Flying into the U.S. from the far ends of the earth, a flock of foreign statesmen last week demonstrated that the roads which once led to imperial Rome and London now converge on Washington. Unlike their counterparts in the days of the Caesars and the Gladstones, they came not as satraps but as friends. But each of these ambassadors to the new Rome had a plea or a complaint. Items:
¶India’s Finance Minister Morarji Desai sought first aid for his country’s second five-year plan, threatened with strangulation by an acute shortage of foreign exchange. By week’s end Desai had got the promise of i) $100 million in U.S. loans, and 2) $200 million in U.S. farm surpluses to be paid for in rupees. ¶ Japanese Foreign Minister Aiichiro Fujiyama was worried by the prospect that his country might be dragged involuntarily into a war between the U.S. and Red China. From Dulles, Fujiyama got assurances that the U.S. was ready to revise its 1951 mutual-security treaty, but failed to get what he really wanted: a Japanese veto over the deployment of U.S. forces based in Japan.
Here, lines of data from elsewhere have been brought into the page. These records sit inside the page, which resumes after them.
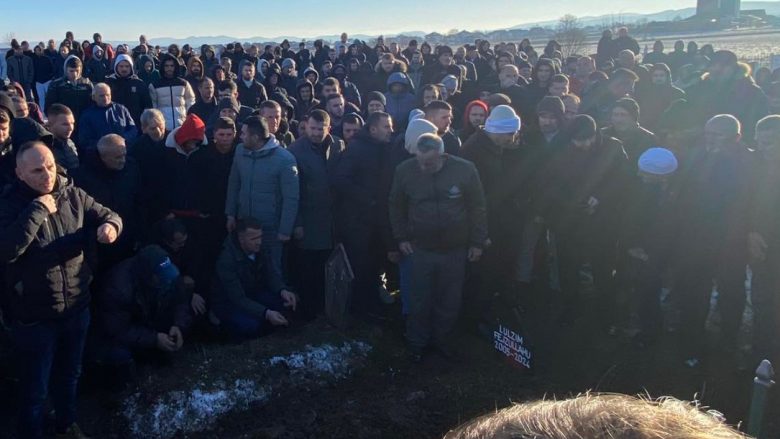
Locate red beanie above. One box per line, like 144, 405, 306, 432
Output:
173, 114, 206, 145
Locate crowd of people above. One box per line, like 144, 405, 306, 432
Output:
0, 28, 780, 437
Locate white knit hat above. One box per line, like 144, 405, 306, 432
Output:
638, 148, 677, 175
404, 119, 438, 154
485, 105, 521, 134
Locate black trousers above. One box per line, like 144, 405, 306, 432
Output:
675, 254, 747, 357
290, 246, 332, 320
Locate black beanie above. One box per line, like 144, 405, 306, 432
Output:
612, 98, 639, 122
569, 114, 598, 140
536, 96, 566, 120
¶Turkish Finance Minister Hasan Polat-kan came to hammer out the precise uses to which inflation-ridden Turkey will put the $359 million in aid it has been promised by the U.S. and the members of the Organization for European Economic Cooperation. He was rewarded with the grant of an immediate $75 million to finance vitally needed imports.
¶Taking up his new post as Nationalist China’s ambassador, personable, U.S.-educated (Amherst ’24) George Yen had only one request: “a more adequate convoy system” by U.S. warships escorting Nationalist supply vessels to Quemoy.